Mallory rose impatiently and strode to the tray.

"No, no," Tobias yelped, "not without gloves! Pray let me do it!"

"Gloves, indeed! Who's to know?"

"Criminal Anthropometry, that's who! This is their room, and nothing they hate worse than the smudges from bare fingers!" Tobias turned with a sheaf of documents. "Well, sir, our suspect is one Florence Bartlett, nee Russell, late of Liverpool "

"Thank you, Tobias," Mallory said, creasing the sheaf of fan-fold so as to slip it more easily into his Ada-Checkered waistcoat. "I do appreciate your help."

One arctic Wyoming morning, the frost thick on the brown and beaten prairie-grass, Mallory had crouched beside the tepid boiler of the expedition's steam-fortress, prodding at its meager buffalo-dung fire, trying to thaw an iron-hard strip of the jerked beef that the men ate for breakfast, lunch, and dinner. At that moment of utter misery, his beard rimed with frozen breath and his shovel-blistered fingers frost-bitten, Mallory had sworn a solemn oath that he would never again curse the summer heat.

But never had he expected so vile a swelter in London.

The night had passed without a breath of wind, and his bed had seemed a fetid stew. He'd slept atop the sheets, a drenched Turkish towel spread across his nakedness, and had risen every hour to dampen the towel again. Now the mattress was soaked and the whole room seemed as hot and close as a greenhouse. It stank of stale tobacco as well, for Mallory had smoked half-a-dozen of his fine Havanas over the criminal record of Florence Russell Bartlett, which dealt primarily with the murder of her husband, a prominent Liverpool cotton-merchant, in the spring of 1853.
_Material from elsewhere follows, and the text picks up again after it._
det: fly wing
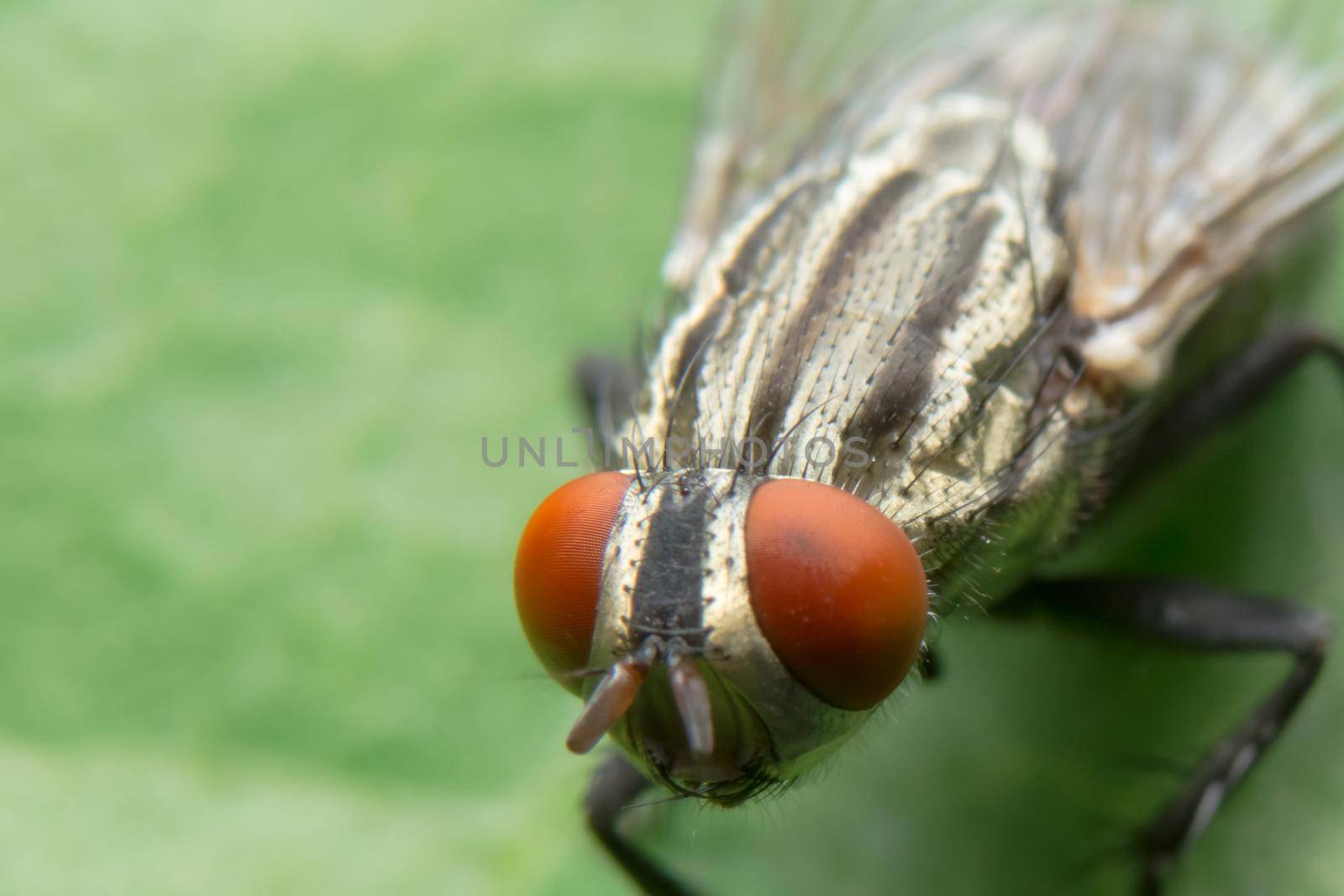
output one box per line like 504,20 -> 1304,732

The modus operandi had been poisoning by arsenic, which Mrs. Bartlett had extracted from fly-paper and administered over a period of weeks in a patent medicine. Dr. Gove's Hydropathic Strengthener. Mallory, from his nights down Haymarket, knew that Dr. Cove's was in fact a patent aphrodisiac, but the file made no mention of this fact. The fatal illness in 1852 of Bartlett's mother, and of her husband's brother in 1851, were also recorded, their respective certificates of death citing perforated ulcer and cholera morbus. These purported

illnesses featured symptoms very like those of arsenic poisoning. Never formally accused of these other deaths, Mrs. Bartlett had escaped custody, overpowering her jailer with a concealed derringer.
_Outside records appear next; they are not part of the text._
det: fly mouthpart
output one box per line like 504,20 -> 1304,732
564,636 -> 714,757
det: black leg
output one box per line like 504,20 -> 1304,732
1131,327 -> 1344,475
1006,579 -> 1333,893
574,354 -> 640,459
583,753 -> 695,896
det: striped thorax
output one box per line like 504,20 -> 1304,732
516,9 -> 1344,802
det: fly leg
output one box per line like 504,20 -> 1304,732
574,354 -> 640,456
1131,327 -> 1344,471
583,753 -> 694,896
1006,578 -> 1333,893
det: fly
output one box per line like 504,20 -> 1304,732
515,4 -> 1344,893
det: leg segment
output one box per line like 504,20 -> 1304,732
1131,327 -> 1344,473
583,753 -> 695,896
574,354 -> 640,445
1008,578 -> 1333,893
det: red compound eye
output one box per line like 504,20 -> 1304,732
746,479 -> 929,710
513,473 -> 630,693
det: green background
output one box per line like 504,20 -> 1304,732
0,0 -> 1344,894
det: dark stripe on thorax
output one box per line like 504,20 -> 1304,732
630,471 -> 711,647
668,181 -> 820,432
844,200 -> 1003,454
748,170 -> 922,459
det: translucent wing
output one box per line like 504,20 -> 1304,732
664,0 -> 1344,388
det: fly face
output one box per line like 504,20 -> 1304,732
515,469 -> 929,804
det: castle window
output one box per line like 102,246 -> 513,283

The Central Statistics Bureau suspected her of having fled to France, Mallory assumed, because someone had appended translations of French police-reports of 1854 dealing with a crime passionel trial in the Paris assizes. One "Florence Murphy," abortionist, purportedly an American refugee, was arrested and tried for the crime of vitriolage, the flinging of sulphuric acid with intent to disfigure or maim. The victim, Marie Lemoine, wife of a prominent Lyons silk-merchant, was an apparent rival.

But "Mrs. Murphy" had vanished from custody, and from all subsequent French police-records, during the first week of her trial as a vitrioleuse.
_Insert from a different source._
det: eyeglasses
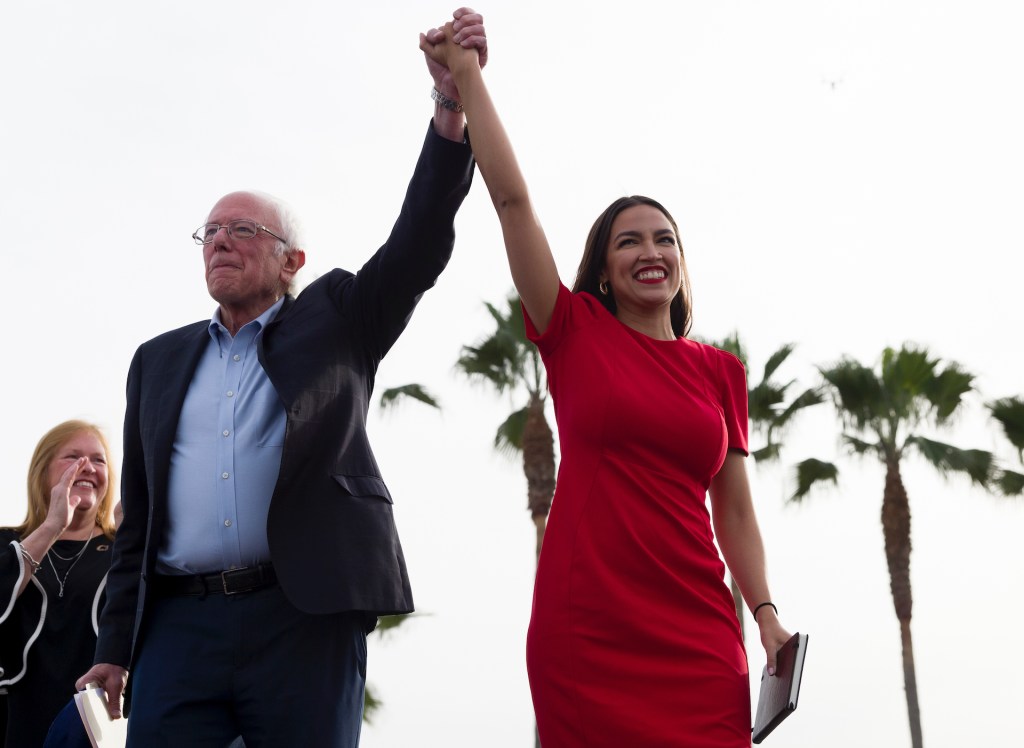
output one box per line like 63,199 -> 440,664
193,218 -> 288,245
Mallory sponged his face, neck, and armpits in tap-water, thinking bleakly of vitriol.

He was perspiring freely again as he laced his shoes. Leaving his room, he discovered that the city's queer summer had overwhelmed the Palace. Sullen humidity simmered over the marble floors like an invisible swamp. The very palms at the foot of the stairs seemed Jurassic. He trudged to the Palace's dining-room, where four cold hard-boiled eggs, iced coffee, a kippered herring, some broiled tomato, a bit of ham, and a chilled melon somewhat restored him. The food here was rather good, though the kipper had smelled a bit offsmall wonder, in heat like this. Mallory signed the chit, and left to fetch his mail.